Y tras subir un avance de lo sucedido a península deportiva, que fue el segundo medio que reportó el suceso y el primero que identificó al occiso como “Ray” Torres, el ícono ofensivo de los Leones de Yucatán, el nerviosismo retrasó el resto de la información, mientras las llamadas comenzaban a caer, para confirmar lo que nuestro entrañable Andrés Novelo (vocero del IDEY) nos había hecho oficial:
Una errónea conducción de una camioneta del IDEY acabó con la vida del personaje de mirada recia, pero no agresiva, y de brazos poderosos que expulsaron cientos de veces la pelota en parques de la Liga Mexicana de Béisbol (LMB), del Pacífico y en Estados Unidos.
Para quien esto escribe, “Ray” ha sido el más grandes ídolo en la historia del deporte (no solo del béisbol) de Yucatán.
Y si bien podría ser un equívoco, esa reflexión tiene un sustento tangible en el cariño y hasta amor que al menos cientos le profesaron.

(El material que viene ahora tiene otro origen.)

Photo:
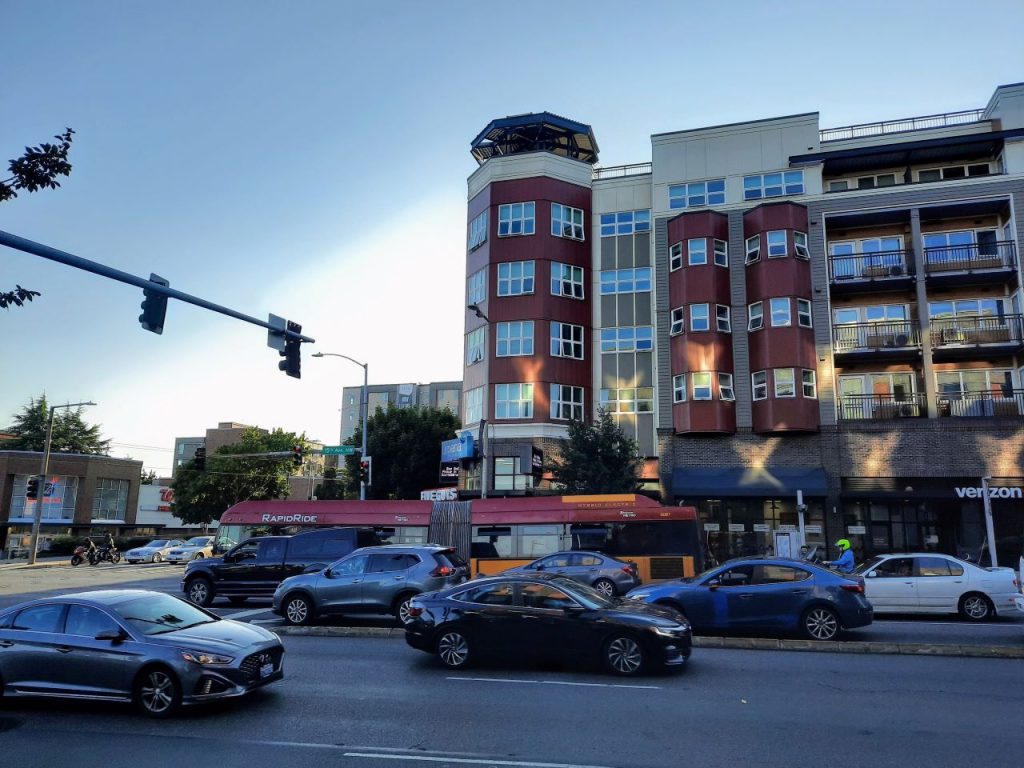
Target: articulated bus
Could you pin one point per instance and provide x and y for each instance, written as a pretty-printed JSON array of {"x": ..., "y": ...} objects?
[{"x": 499, "y": 534}]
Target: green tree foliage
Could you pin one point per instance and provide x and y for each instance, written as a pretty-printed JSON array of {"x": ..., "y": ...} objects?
[
  {"x": 200, "y": 498},
  {"x": 71, "y": 433},
  {"x": 597, "y": 458},
  {"x": 406, "y": 445}
]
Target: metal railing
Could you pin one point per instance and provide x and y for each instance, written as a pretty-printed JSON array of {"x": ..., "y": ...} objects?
[
  {"x": 1005, "y": 329},
  {"x": 904, "y": 125},
  {"x": 882, "y": 407},
  {"x": 881, "y": 265},
  {"x": 984, "y": 403},
  {"x": 998, "y": 255},
  {"x": 875, "y": 336}
]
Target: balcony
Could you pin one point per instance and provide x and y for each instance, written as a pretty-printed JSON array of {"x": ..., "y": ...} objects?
[
  {"x": 883, "y": 270},
  {"x": 982, "y": 404},
  {"x": 881, "y": 407},
  {"x": 876, "y": 341},
  {"x": 961, "y": 338}
]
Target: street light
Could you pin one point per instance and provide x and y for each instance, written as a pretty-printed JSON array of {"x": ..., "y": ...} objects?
[
  {"x": 364, "y": 401},
  {"x": 44, "y": 468}
]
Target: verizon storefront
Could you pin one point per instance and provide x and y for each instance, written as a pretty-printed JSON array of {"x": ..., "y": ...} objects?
[{"x": 937, "y": 514}]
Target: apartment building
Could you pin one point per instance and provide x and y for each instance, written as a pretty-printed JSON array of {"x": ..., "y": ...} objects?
[{"x": 766, "y": 307}]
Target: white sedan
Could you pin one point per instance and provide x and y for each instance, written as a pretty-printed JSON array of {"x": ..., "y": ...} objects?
[
  {"x": 155, "y": 551},
  {"x": 931, "y": 583}
]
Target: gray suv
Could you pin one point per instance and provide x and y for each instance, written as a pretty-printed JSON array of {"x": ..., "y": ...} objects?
[{"x": 372, "y": 580}]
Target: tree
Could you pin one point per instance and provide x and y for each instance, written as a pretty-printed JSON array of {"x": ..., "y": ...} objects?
[
  {"x": 71, "y": 433},
  {"x": 200, "y": 498},
  {"x": 597, "y": 458},
  {"x": 37, "y": 169},
  {"x": 406, "y": 445}
]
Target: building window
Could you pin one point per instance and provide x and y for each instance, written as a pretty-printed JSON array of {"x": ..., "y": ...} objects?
[
  {"x": 628, "y": 339},
  {"x": 566, "y": 281},
  {"x": 753, "y": 249},
  {"x": 677, "y": 322},
  {"x": 566, "y": 401},
  {"x": 759, "y": 384},
  {"x": 780, "y": 315},
  {"x": 639, "y": 400},
  {"x": 785, "y": 385},
  {"x": 626, "y": 281},
  {"x": 565, "y": 221},
  {"x": 776, "y": 244},
  {"x": 514, "y": 400},
  {"x": 679, "y": 388},
  {"x": 804, "y": 313},
  {"x": 516, "y": 218},
  {"x": 478, "y": 231},
  {"x": 810, "y": 384},
  {"x": 566, "y": 340},
  {"x": 773, "y": 184},
  {"x": 699, "y": 318},
  {"x": 515, "y": 338},
  {"x": 475, "y": 342},
  {"x": 625, "y": 222},
  {"x": 477, "y": 292},
  {"x": 697, "y": 194},
  {"x": 515, "y": 278},
  {"x": 757, "y": 320},
  {"x": 676, "y": 257}
]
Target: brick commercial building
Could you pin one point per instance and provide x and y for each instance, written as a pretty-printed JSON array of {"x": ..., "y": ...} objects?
[{"x": 766, "y": 307}]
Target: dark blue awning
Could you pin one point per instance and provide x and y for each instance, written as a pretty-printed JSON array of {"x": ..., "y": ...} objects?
[{"x": 691, "y": 482}]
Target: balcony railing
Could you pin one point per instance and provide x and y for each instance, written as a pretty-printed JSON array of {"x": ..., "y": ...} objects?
[
  {"x": 875, "y": 336},
  {"x": 985, "y": 403},
  {"x": 886, "y": 127},
  {"x": 881, "y": 265},
  {"x": 882, "y": 407},
  {"x": 1000, "y": 255}
]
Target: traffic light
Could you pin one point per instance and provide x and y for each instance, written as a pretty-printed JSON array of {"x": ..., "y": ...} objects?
[
  {"x": 154, "y": 306},
  {"x": 292, "y": 365}
]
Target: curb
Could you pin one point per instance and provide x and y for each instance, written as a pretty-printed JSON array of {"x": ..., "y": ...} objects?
[{"x": 739, "y": 643}]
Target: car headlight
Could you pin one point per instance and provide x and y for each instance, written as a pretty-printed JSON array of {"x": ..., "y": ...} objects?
[{"x": 199, "y": 656}]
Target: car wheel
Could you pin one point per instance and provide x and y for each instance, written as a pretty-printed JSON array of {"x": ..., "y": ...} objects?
[
  {"x": 200, "y": 591},
  {"x": 297, "y": 609},
  {"x": 976, "y": 607},
  {"x": 820, "y": 623},
  {"x": 453, "y": 649},
  {"x": 624, "y": 655},
  {"x": 158, "y": 692}
]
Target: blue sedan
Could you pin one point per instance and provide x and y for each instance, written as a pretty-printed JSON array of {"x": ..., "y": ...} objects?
[{"x": 766, "y": 593}]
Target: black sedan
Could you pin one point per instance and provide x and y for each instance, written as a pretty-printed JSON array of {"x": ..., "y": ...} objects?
[{"x": 543, "y": 615}]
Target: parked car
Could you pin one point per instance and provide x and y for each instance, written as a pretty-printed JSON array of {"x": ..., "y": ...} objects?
[
  {"x": 132, "y": 645},
  {"x": 155, "y": 551},
  {"x": 256, "y": 566},
  {"x": 373, "y": 580},
  {"x": 931, "y": 583},
  {"x": 603, "y": 572},
  {"x": 487, "y": 617},
  {"x": 756, "y": 593}
]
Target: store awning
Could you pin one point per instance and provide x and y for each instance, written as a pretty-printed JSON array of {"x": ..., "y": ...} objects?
[{"x": 692, "y": 482}]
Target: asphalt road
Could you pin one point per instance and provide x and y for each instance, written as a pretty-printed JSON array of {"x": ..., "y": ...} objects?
[{"x": 365, "y": 702}]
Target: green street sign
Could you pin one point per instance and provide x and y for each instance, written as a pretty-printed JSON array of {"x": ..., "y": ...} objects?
[{"x": 339, "y": 450}]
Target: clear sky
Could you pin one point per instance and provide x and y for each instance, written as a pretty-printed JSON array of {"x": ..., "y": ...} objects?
[{"x": 309, "y": 159}]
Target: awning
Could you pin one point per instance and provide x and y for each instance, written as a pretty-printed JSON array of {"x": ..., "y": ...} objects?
[{"x": 691, "y": 482}]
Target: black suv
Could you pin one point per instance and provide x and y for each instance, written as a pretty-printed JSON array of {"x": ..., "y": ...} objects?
[{"x": 256, "y": 566}]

Asimismo, en el agradecimiento de cientos de miles por su aportación a la historia de los Leones de Yucatán y por la espectacularidad con la que la adornó.

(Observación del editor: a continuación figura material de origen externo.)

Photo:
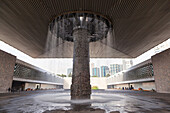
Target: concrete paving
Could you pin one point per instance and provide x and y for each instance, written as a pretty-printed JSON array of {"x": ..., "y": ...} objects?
[{"x": 58, "y": 101}]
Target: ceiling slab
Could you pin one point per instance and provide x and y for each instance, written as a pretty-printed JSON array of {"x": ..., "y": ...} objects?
[{"x": 138, "y": 25}]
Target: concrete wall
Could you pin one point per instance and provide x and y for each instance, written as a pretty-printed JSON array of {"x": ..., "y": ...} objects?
[
  {"x": 161, "y": 66},
  {"x": 144, "y": 85},
  {"x": 30, "y": 85},
  {"x": 67, "y": 82},
  {"x": 94, "y": 81},
  {"x": 99, "y": 82},
  {"x": 7, "y": 63},
  {"x": 48, "y": 86},
  {"x": 41, "y": 86}
]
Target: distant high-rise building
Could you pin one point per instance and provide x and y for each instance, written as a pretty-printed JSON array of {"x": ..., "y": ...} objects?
[
  {"x": 127, "y": 64},
  {"x": 96, "y": 72},
  {"x": 91, "y": 68},
  {"x": 69, "y": 71},
  {"x": 104, "y": 70},
  {"x": 115, "y": 68}
]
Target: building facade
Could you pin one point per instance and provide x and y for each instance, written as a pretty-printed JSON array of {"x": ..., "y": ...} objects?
[
  {"x": 115, "y": 68},
  {"x": 96, "y": 72},
  {"x": 104, "y": 71},
  {"x": 69, "y": 71}
]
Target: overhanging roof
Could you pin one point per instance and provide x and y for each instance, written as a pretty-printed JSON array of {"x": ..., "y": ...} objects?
[{"x": 138, "y": 25}]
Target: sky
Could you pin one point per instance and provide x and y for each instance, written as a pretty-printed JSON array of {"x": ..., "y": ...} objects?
[{"x": 60, "y": 65}]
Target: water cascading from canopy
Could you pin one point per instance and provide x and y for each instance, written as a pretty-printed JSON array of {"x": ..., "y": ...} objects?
[{"x": 81, "y": 28}]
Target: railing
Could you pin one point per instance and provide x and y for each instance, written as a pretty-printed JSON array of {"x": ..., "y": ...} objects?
[
  {"x": 138, "y": 72},
  {"x": 25, "y": 72}
]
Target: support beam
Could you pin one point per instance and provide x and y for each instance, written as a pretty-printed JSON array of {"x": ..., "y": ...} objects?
[
  {"x": 7, "y": 63},
  {"x": 161, "y": 67},
  {"x": 81, "y": 88}
]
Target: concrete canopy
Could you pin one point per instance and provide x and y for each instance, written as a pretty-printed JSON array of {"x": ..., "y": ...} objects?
[{"x": 138, "y": 25}]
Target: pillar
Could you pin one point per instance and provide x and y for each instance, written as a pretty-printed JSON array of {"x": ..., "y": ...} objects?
[
  {"x": 7, "y": 63},
  {"x": 81, "y": 88},
  {"x": 161, "y": 68}
]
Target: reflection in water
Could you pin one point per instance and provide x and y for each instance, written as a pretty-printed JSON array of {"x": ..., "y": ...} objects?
[{"x": 39, "y": 103}]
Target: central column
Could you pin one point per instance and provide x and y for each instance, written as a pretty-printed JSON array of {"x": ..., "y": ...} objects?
[{"x": 81, "y": 88}]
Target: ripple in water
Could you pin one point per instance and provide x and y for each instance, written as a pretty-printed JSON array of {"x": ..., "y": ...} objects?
[{"x": 107, "y": 101}]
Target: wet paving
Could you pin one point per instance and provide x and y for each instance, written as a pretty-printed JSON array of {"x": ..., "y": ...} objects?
[{"x": 108, "y": 101}]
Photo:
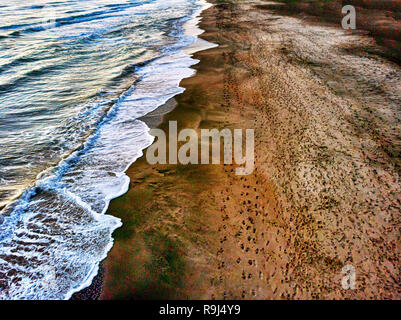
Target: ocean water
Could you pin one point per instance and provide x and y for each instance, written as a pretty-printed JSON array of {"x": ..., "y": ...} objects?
[{"x": 75, "y": 76}]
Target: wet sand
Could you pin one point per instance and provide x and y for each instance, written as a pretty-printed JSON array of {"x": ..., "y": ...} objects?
[{"x": 325, "y": 191}]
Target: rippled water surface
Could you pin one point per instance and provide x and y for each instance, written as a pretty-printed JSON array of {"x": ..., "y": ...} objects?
[{"x": 74, "y": 78}]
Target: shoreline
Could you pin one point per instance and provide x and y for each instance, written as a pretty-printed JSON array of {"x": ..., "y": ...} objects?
[{"x": 287, "y": 230}]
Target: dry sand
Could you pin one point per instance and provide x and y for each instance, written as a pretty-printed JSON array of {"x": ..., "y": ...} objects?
[{"x": 326, "y": 187}]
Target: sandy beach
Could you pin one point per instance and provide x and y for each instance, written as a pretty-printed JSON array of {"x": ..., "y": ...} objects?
[{"x": 325, "y": 191}]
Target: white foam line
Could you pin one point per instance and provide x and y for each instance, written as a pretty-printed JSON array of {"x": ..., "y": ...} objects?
[{"x": 191, "y": 28}]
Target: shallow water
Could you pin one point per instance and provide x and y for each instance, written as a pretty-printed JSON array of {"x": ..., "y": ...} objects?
[{"x": 74, "y": 78}]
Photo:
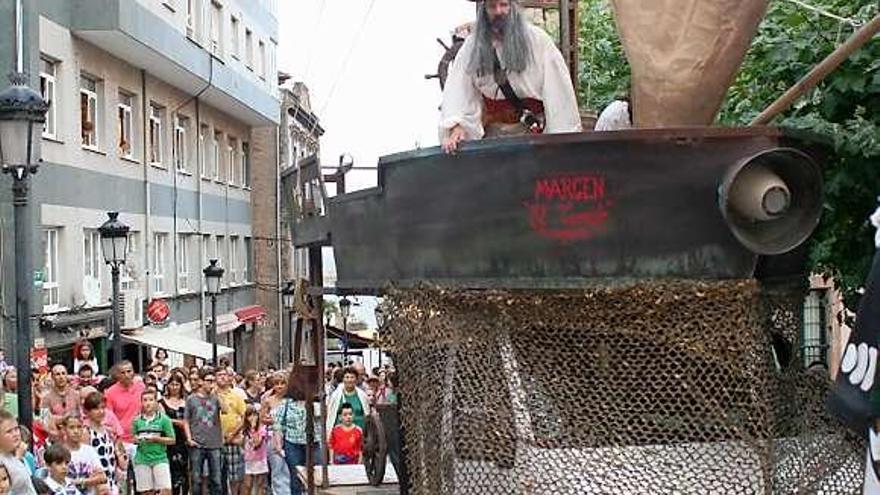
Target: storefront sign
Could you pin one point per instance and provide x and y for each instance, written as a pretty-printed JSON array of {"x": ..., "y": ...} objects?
[{"x": 158, "y": 311}]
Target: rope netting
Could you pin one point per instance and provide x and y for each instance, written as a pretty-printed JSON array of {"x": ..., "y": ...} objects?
[{"x": 656, "y": 387}]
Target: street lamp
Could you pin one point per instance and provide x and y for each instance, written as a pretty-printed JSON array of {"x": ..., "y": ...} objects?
[
  {"x": 380, "y": 325},
  {"x": 114, "y": 245},
  {"x": 344, "y": 310},
  {"x": 288, "y": 296},
  {"x": 22, "y": 114},
  {"x": 213, "y": 274}
]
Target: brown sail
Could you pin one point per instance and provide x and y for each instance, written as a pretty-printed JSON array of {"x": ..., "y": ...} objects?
[{"x": 684, "y": 54}]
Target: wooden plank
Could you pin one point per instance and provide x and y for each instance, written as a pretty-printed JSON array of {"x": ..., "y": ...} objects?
[{"x": 540, "y": 4}]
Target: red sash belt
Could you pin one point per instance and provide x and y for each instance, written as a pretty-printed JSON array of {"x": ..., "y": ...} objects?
[{"x": 503, "y": 112}]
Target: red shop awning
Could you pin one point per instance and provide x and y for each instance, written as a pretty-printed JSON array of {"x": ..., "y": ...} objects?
[{"x": 250, "y": 314}]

Raro caso el de “Ray”. Tipo de personalidad ermitaña, de muy poco hablar, ensimismado, inexpresivo, pero que aún así enloquecía a la gente yucateca que se identificó en él y no él con ella.
Sus jonrones, su arrojo para pelear la bola, ya sea bateándola, o atrapándola, lo llevaron a ocupar un nicho en el Kukulcán y en el alma de la afición yucateca.
Hoy, a un decenio de su ausencia física, lo recordamos con nostalgia, aún con sorpresa por lo sucedido y con agradecimiento por tantas y tantas alegrías que nos dio a partir de aquél sábado de mayo de 1984, cuando se quitó los cuernos y el tridente de los Diablos Rojos del México y se puso la melena y las garras.